It’s no accident that most people when they approach music, they look for piano lessons. The piano/keyboard is one of the most popular instruments in the world to learn to play. Its students have the advantage of being able to “see” all the notes from above, making it easier to visualize musical intervals and the relationships between them.
The piano is a direct descendant of the harpsichord, and was, in fact, invented in 1709 by harpsichord maker Bartolomeo di Francesco Cristofori (1655-1731) in Padua, Italy. The harpsichord, which dates back to the 15th century, was relegated to one volume alone, limiting its scope, emotive ability and what pieces could be written for it. The piano offered several improvements over its predecessor, especially the ability to control the volume of the instrument — from soft to loud and everywhere in between — simply through how hard the player struck the keys.
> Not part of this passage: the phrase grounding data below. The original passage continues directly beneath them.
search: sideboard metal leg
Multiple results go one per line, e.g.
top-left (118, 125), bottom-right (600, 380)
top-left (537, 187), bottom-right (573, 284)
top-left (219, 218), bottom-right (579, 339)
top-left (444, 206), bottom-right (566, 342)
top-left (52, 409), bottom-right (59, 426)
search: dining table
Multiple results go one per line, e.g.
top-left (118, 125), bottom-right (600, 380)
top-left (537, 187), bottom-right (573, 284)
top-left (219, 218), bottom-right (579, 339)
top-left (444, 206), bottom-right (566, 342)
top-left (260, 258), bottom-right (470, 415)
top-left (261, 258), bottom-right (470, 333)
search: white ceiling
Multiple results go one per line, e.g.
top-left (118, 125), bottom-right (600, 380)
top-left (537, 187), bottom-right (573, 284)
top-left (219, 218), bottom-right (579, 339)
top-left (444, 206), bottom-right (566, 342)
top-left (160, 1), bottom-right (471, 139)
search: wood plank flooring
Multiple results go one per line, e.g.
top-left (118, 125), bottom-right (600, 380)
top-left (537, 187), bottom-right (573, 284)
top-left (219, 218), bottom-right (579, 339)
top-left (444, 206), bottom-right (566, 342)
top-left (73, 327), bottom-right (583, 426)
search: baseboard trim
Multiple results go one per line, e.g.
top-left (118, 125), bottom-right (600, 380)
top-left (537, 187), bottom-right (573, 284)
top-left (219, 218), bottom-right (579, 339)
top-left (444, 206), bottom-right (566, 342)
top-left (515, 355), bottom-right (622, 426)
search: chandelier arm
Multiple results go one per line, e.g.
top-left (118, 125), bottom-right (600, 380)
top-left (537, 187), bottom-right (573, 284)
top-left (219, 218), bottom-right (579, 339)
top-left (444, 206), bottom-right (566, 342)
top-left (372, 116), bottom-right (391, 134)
According to the National Piano Foundation, Cristofori’s new instrument was named “gravicembalo col piano e forte” (roughly translated to “soft and loud keyboard instrument”). Eventually, it was shortened to “fortepiano” or “pianoforte,” and finally just “piano.” His earliest surviving instrument dates from 1720 and is on display at the Metropolitan Museum of Art in New York City. Despite many improvements during the past 300 years, it is truly astonishing to observe how similar Cristofori’s instruments are to the modern piano of today.